Des traces de l'incendie de 1720
Dans les tranchées, des traces du grand incendie de 1720, qui a ravagé une bonne partie de la ville, ont été retrouvées, mais aussi des constructions plus anciennes, comme ces murs découverts dans l'une des tranchées proches de l'opéra :
"On a de très gros murs, qui correspondent aux murs d'un hôtel particulier construit dans le courant du XVIème siècle, qui s'appelle l'Hôtel de Brissac, dont on connaît l'existence parce qu'il a été mentionné dans des textes. On s'attendait à le retrouver, alors ce qui est un peu surprenant, c'est la taille des maçonneries : on a des murs dont certains font un peu plus d'1,40 m d'épaisseur... Ça suppose un bâtiment avec une élévation très importante, un très grand logis qui a disparu après l'incendie."

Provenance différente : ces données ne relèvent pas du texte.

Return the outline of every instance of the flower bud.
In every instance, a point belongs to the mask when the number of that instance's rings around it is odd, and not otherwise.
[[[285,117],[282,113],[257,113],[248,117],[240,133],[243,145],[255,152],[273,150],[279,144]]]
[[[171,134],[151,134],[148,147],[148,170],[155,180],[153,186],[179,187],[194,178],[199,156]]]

Des pierres sculptées en granit secrètes...
Des fragments de céramique, de vaisselle du Moyen-âge ont été découverts, ainsi que des pièces de monnaie difficiles à dater. Parmi les découvertes plus mystérieuses : des pierres sculptées, en granit, qui intriguent les archéologues :
"On a retrouvé des éléments d'architecture, des gros blocs de pierre moulurés, des meneaux d'ouvertures, de fenêtres, d'une construction qui date probablement du XVème ou du XVIème siècle, vraisemblablement un gros manoir urbain, qui a été détruit finalement assez rapidement, puisque bizarrement ces matériaux ont été réutilisés comme empierrement de fondation d'un mur du XVIIème siècle, donc ça pose question et en même temps c'est intéressant parce qu'à Rennes on n'a pas beaucoup de témoignages d'architecture civile de cette époque..."
La frustation des archéologues
Les archéologues ne creuseront pas au-delà de 1,50 m, la profondeur nécessaire pour la plantation des arbres, et les fouilles s'achèveront ce vendredi. C'est la procédure, mais Dominique Pouille ne cache pas une certaine frustration :
"C'est une opportunité pour nous de pouvoir travailler ici, et en même temps c'est vrai que c'est un peu frustrant, parce qu'on soulève le tapis, pour voir ce qu'il y a à cet emplacement-là, et on aimerait bien aller voir à côté, parce qu'évidemment tout cela se poursuit sur le reste de la place, mais on doit se contenter de ce qu'il y a dans ces tranchées... Si un jour il y a d'autres aménagements prévus, je ne sais pas, un bassin au milieu de la place, peut-être que cela nécessitera une autre intervention et qu'on pourra compléter les informations... Mais en tous cas, ce qui est intéressant c'est que pour un quartier pour lequel on n'avait absolument pas d'information, on a déjà beaucoup de choses qui sont sorties et qui vont enrichir considérablement le dossier de l'archéologie à Rennes."
Les divers objets découverts, tout comme les ossements, seront analysés en laboratoire dans les semaines et les mois qui viennent. Le chantier de plantation de 18 arbres va prendre le relais des fouilles, Place de la Mairie : 18 chênes qui devraient atteindre 10 à 12 mètres de haut d'ici une quinzaine d'années.